Pour Jean-Paul, les coureurs auront plutôt intérêt à se suivre en file indienne sur les deux bandes de roulement situées de part et d’autre des chemins. «Comme les cailloux y sont bien tassés, il n’y a pas de trous, dit-il. En revanche, si tu t’écartes de ces deux passages-là, tu te retrouves dans une zone un peu plus molle ou ravinée, surtout après une journée de pluie, avec le risque de t’enliser, de glisser et de perdre de la vitesse. À mon avis, les leaders auront intérêt à être entourés par leurs coéquipiers pour récupérer leurs roues ou même leur vélo en cas de crevaison ou de problème technique, parce qu’avec 2000m de dénivelé positif, le peloton va s’étirer à l’infini, et il ne sera pas facile aux voitures de se frayer un chemin jusqu’aux coureurs. Si un leader crève deux ou trois fois de suite, il y aura des bordures. Les mecs ne vont pas s’attendre.»
Mathieu Van der Poel sur son terrain favori
Toutes les équipes ont évidemment reconnu cette étape bien en amont de l’épreuve.

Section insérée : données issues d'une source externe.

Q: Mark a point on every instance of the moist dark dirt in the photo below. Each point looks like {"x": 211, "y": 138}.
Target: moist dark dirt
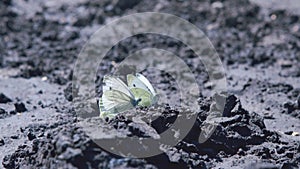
{"x": 259, "y": 49}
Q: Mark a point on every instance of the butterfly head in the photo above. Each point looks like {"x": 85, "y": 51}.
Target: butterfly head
{"x": 136, "y": 101}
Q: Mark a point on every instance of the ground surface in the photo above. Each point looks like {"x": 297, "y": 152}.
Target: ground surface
{"x": 259, "y": 47}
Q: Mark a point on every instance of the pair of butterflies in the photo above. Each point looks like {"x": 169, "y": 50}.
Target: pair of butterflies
{"x": 118, "y": 97}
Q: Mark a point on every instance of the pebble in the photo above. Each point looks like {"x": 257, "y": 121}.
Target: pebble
{"x": 4, "y": 99}
{"x": 20, "y": 107}
{"x": 2, "y": 142}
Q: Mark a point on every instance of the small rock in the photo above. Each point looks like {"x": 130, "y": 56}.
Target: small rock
{"x": 124, "y": 4}
{"x": 4, "y": 99}
{"x": 2, "y": 111}
{"x": 8, "y": 162}
{"x": 31, "y": 136}
{"x": 70, "y": 154}
{"x": 288, "y": 165}
{"x": 2, "y": 142}
{"x": 262, "y": 166}
{"x": 20, "y": 107}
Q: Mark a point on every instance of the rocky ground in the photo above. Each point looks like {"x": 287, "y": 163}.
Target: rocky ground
{"x": 259, "y": 48}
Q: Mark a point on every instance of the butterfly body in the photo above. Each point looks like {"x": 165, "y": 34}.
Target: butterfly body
{"x": 118, "y": 97}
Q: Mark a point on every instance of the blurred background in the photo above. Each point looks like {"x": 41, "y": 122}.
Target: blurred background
{"x": 257, "y": 41}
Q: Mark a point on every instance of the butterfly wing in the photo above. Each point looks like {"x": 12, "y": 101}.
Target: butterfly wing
{"x": 116, "y": 97}
{"x": 146, "y": 82}
{"x": 144, "y": 95}
{"x": 134, "y": 82}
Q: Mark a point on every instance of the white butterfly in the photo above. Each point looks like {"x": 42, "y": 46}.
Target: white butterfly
{"x": 116, "y": 97}
{"x": 141, "y": 88}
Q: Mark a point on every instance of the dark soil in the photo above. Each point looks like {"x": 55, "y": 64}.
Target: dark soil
{"x": 259, "y": 48}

Elles en sont peut-être reparties avec quelques caisses de bon champagne, mais plus sûrement avec la certitude que ces chemins blancs pourraient réellement peser sur la suite du Tour. « Le parcours n’est jamais plat, rappelle Eugène Richardot. C’est dur du début à la fin, même s’il y a moins de dénivelé en bout d’étape. En fait, c’est la succession de relances après chaque chemin qui fait mal aux jambes. Tu dois presque t’arrêter pour tourner, tu fais le chemin à fond, tu ressors, tu relances à fond pour te replacer, et ainsi de suite. En fait, c’est tellement technique et sinueux que c’est vachement cassant.»

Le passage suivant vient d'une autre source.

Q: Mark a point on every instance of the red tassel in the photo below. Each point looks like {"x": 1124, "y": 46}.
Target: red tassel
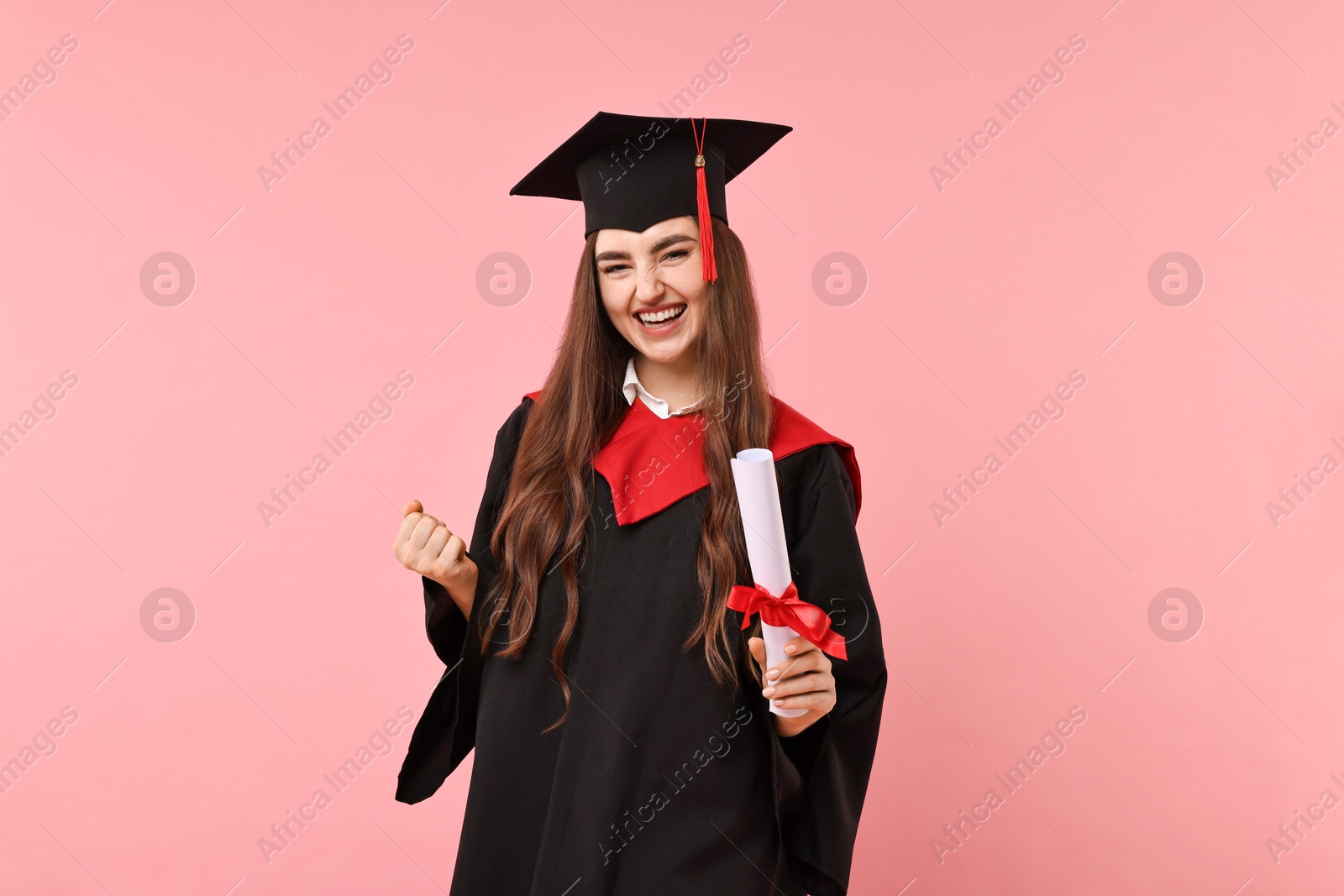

Tous voient un costaud s’imposer, un type qui aurait fait ses classes dans le cyclo-cross, par exemple, comme le champion du monde néerlandais Mathieu Van der Poel (Alpecin-Deceuninck). «Avec des montées à 20%, il va mettre des “chiches” de l’espace à tout le monde, suppose Eugène. Je le vois davantage gagner que Wout Van Aert (Visma-Lease a bike), qui devra peutêtre rester autour de son leader Jonas Vingegaard. » Jean-Paul, le paternel, miserait bien sur l’ancien champion de France Valentin Madouas (Groupama-FDJ), dont le profil de puncheur colle assez bien à un tel parcours, ou sur un sprinteur capable de bien passer les bosses. « Si ça arrive au sprint, avec 30 ou 50 coureurs pour la gagne, Arnaud Démare (Arkea-B & B Hotels) aura aussi un coup à jouer. Il est suffisamment puissant pour dompter ces chemins.»

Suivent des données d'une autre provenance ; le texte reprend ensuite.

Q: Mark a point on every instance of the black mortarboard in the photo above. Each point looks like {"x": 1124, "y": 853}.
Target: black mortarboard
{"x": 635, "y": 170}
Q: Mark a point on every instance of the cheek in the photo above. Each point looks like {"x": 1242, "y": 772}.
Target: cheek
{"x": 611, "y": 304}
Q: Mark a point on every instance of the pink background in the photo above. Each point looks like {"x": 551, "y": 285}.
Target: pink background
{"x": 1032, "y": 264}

Loches-sur-Ource a prévu d’installer un écran géant au milieu du village pour suivre la course. Les Richardot y seront un moment avant, sans doute, d’enfourcher leurs vélos électriques pour rejoindre les hauteurs et être au plus près des coureurs, au bord des chemins blancs, quand la grosse bagarre débutera. «Ça sera une très belle étape» , promettent-ils en choeur, si fiers de voir une partie de leur cadre de vie aussi joliment exposée.